| Literature DB >> 33458718 |
Lydia Mann1, Ryan Preece1, Liz Haslam1, Sharath C V Paravastu1, Richard A Bulbulia1, Sachin R Kulkarni1.
Abstract
INTRODUCTION: Posterior cerebral circulation strokes are most commonly caused by posterior vasculature in situ thrombosis, cardiac emboli, or arterial dissection. However, the foetal origin of the posterior communicating artery is an anatomical variant of the cerebral circulation that results in communication between the internal carotid and posterior cerebral circulation. Therefore, rarely this can result in posterior cerebral territory infarction from internal carotid artery thrombo-embolism. This is the report of a case in which a patient suffered posterior circulation stroke secondary to this anatomical variation of the circle of Willis. REPORT: A 71 year old male patient was admitted to the stroke team with seizures, headache, and confusion. Examination revealed a left sided homonymous hemianopia. Diffusion weighted magnetic resonance imaging (MRI) of the brain 36 hours into his admission revealed an acute right posterior circulation infarct with extensive haemorrhagic transformation. Duplex ultrasound three days later revealed a heavily calcified right internal carotid artery mixed echogenicity plaque with 80%-90% stenosis. Subsequent computed tomography angiography showed a large right foetal variant posterior communicating artery. Following improvement in functional status, the patient underwent uneventful carotid endarterectomy to reduce risk of future stroke. DISCUSSION: In patients presenting with posterior circulation infarction, clinicians should consider embolism from an atheromatous internal carotid artery via the variant foetal origin of posterior communicating artery.
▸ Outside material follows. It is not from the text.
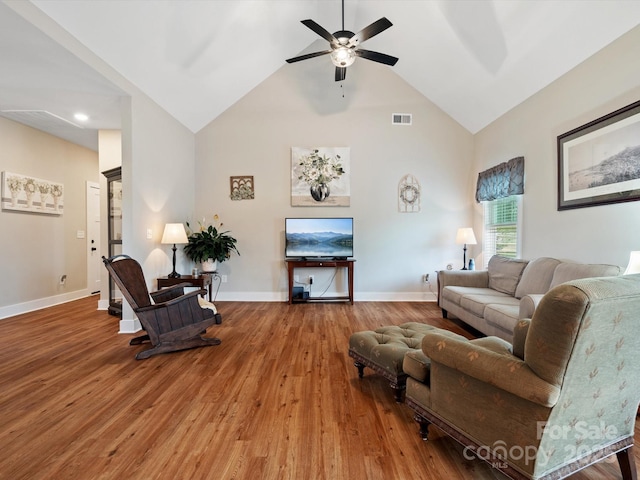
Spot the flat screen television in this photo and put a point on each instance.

If detected, consideration should be given to undertaking carotid endarterectomy to reduce future stroke risk if no other source is detected.Entities:
Keywords: Carotid artery disease; Circle of Willis; Foetal origin of posterior communicating artery; Stroke
Year: 2020 PMID: 33458718 PMCID: PMC7797514 DOI: 10.1016/j.ejvsvf.2020.12.022
Source DB: PubMed Journal: EJVES Vasc Forum ISSN: 2666-688X
Figure 1(A) Normal configuration of the complete Circle of Willis. (B) A partial foetal type posterior communicating artery (PComA) with a hypoplastic P1 posterior cerebral artery segment as seen in this patient. (C) The true foetal PComA with an absent P1 segment.
Figure 2(A) Arrow showing magnetic resonance imaging of a brain with acute right posterior cerebral artery territory infarct. (B) Arrow showing computed tomography angiogram demonstrating the large right PComA.
Figure 3Carotid doppler of right internal carotid artery (ICA).
Case details of the reports.
| Case reports | Clinical characteristics | Anatomical characteristics | Investigations | Treatment | Outcome |
|---|---|---|---|---|---|
| Mann et al. (this case report) | Seizure | Partial right foetal PComA (hypoplastic P1 segment) | MRI: acute right posterior circulation infarction | Right carotid endarterectomy | Good functional recovery |
| Hunter et al. | Visual processing disturbance | Foetal origins of both PCAs with vertebrobasilar hypoplasia | Left PCA territory infarction | Left carotid endarterectomy with venous patch | Improved with rehabilitation |
| Eswaradass et al. | Sudden onset left hemiparesis | True right foetal PCA (absent P1 segment) | Right ACA, MCA, and PCA territory infarction | No definitive treatment given poor outcome | Patient condition rapidly deteriorated, developing brain swelling and dying the same day |
| Kolukısa et al. | Dysarthria | Left foetal PCA | Left MCA and PCA territory infarction | Early left carotid endarterectomy | Discharged with mild hemiparesis and hemianopia |
| Ingram et al. | Weakness | Left foetal PComA | Left MCA and PCA territory infarction | Left carotid endarterectomy | Excellent functional recovery |
PComA = posterior communicating artery; MRI = magnetic resonance imaging; ICA = internal carotid artery; PCA = posterior cerebral artery; GCS = Glasgow Coma Scale; ACA = anterior cerebral artery; MCA = middle cerebral artery.